Soldiers went into Kerdasah at about 05:30 local time (03:30
GMT) to target "criminal and terrorist hotbeds", officials told Mena
news agency.Militants shot dead Gen Nabil Farag, a senior policeman, state media said.
Eleven police officers were killed at a police station in Kerdasah last month, weeks after the overthrow of Islamist President Mohamed Morsi in July.
Reporting from the centre of Kerdasah, the BBC's Quentin Sommerville said a major operation was under way.
Security forces were searching homes in Kerdasah for members of Mr Morsi's Muslim Brotherhood movement, residents told the BBC.
'Down with Sisi' In the hours before police and soldiers moved in, the mood in the town was defiant, our correspondent says.
Thousands of people attended a pro-Morsi rally on Wednesday night amid shouts of "Down with Sisi", referring to the head of the army.
The authorities had promised to respond to the deadly attack on the police station in August.
According to state media, Assistant Interior Minister for Central Security Maj Gen Ashraf Abdullah met troops shortly before the mission began.
After performing dawn prayers, the troops began taking their positions in armoured vehicles ready for the start of the operation, Mena reported.
State-run Nile News TV later showed live pictures of army vehicles positioned in Kerdasah and other armoured vehicles moving in the area.
Military roadblocks outside Kerdasah prevented people from entering the area, our correspondent says. "I can't be responsible if you get shot," an officer was heard telling a local man.

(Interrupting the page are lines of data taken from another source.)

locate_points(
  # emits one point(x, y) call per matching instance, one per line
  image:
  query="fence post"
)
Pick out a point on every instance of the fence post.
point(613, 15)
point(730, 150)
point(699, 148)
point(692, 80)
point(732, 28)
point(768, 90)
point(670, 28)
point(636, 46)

An Egyptian interior ministry spokesman told Nile News: "There are still some armed elements on rooftops in Kerdasah and we are currently dealing with them."

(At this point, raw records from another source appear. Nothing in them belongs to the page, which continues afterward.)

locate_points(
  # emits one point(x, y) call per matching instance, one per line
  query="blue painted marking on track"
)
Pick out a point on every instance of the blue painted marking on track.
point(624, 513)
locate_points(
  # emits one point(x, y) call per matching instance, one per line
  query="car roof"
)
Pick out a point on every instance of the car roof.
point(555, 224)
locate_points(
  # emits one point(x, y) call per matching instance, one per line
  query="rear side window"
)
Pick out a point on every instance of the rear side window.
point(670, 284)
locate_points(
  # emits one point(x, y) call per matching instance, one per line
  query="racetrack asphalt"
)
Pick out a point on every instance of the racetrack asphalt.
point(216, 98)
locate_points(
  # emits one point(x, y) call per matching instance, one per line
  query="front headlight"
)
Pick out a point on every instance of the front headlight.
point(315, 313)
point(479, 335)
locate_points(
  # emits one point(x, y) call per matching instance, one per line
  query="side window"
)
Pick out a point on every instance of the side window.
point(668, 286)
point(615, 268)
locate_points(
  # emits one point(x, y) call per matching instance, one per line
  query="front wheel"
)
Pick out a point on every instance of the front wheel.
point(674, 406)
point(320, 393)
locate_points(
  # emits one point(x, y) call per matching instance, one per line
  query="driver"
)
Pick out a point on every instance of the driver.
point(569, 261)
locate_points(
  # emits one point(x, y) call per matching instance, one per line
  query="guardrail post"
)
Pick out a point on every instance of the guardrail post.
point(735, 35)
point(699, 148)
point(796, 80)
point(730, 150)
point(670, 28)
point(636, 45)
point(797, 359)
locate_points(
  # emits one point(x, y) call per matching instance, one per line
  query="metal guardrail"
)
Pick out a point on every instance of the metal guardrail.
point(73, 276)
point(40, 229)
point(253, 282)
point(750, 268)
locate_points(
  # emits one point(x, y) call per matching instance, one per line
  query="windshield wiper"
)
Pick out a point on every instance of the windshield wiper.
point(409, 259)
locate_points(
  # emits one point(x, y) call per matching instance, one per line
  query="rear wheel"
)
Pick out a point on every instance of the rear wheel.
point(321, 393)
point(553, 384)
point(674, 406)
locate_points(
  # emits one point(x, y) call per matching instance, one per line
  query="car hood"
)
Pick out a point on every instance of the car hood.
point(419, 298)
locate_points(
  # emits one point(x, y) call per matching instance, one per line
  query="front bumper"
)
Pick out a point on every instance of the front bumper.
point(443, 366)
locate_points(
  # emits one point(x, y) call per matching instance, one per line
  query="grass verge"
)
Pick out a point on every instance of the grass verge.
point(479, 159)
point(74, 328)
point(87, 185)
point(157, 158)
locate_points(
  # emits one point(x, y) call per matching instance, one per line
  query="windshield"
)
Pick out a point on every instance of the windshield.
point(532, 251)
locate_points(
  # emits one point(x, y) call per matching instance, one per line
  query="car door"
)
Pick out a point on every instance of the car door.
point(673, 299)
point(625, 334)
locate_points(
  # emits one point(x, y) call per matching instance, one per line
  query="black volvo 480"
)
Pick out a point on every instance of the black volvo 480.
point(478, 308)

In a separate incident on Thursday, several metro lines in the capital were disrupted after two unexploded bombs were found on the tracks near Hilmiyat al-Zaytun station in the south of Cairo.
Security officials said bomb experts were dispatched to the scene and defused the "primitive" devices before rail services resumed.

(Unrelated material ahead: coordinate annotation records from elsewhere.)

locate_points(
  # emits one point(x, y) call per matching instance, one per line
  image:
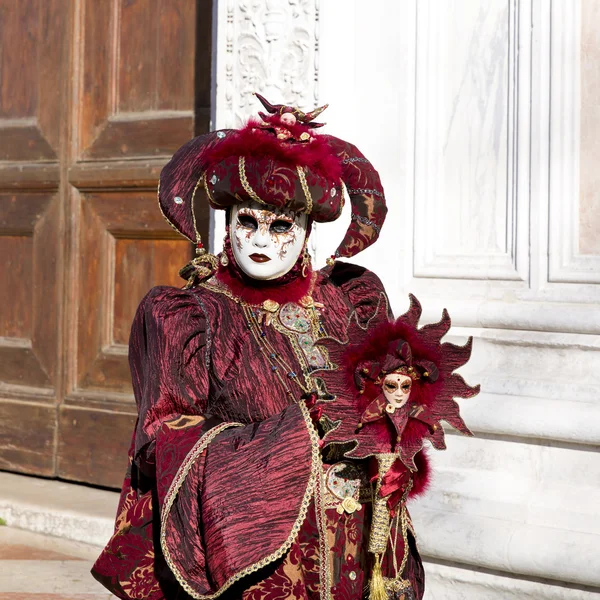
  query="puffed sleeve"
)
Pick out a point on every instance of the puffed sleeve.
point(168, 367)
point(205, 502)
point(364, 291)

'Outsiders' At least 1,000 people - including about 100 police officers - have died in unrest following President Morsi's removal from power.
The deadliest incidents took place when security forces moved in to disperse two pro-Morsi sit-ins in Cairo last month.
Kerdasah, known for producing and selling textiles, is 14km (8.7 miles) from Cairo.
Residents were quoted on Wednesday saying they did not trust police: "We know they will come to arrest people we know and respect whom they blame for the violence that we know was done by outsiders, not by our respectable sheikhs," Ahmed Aly told Reuters news agency.
Egyptian forces arrested dozens of residents during a raid on Monday on pro-Morsi supporters in the town of Delga, Minya province, about 300km south of Cairo.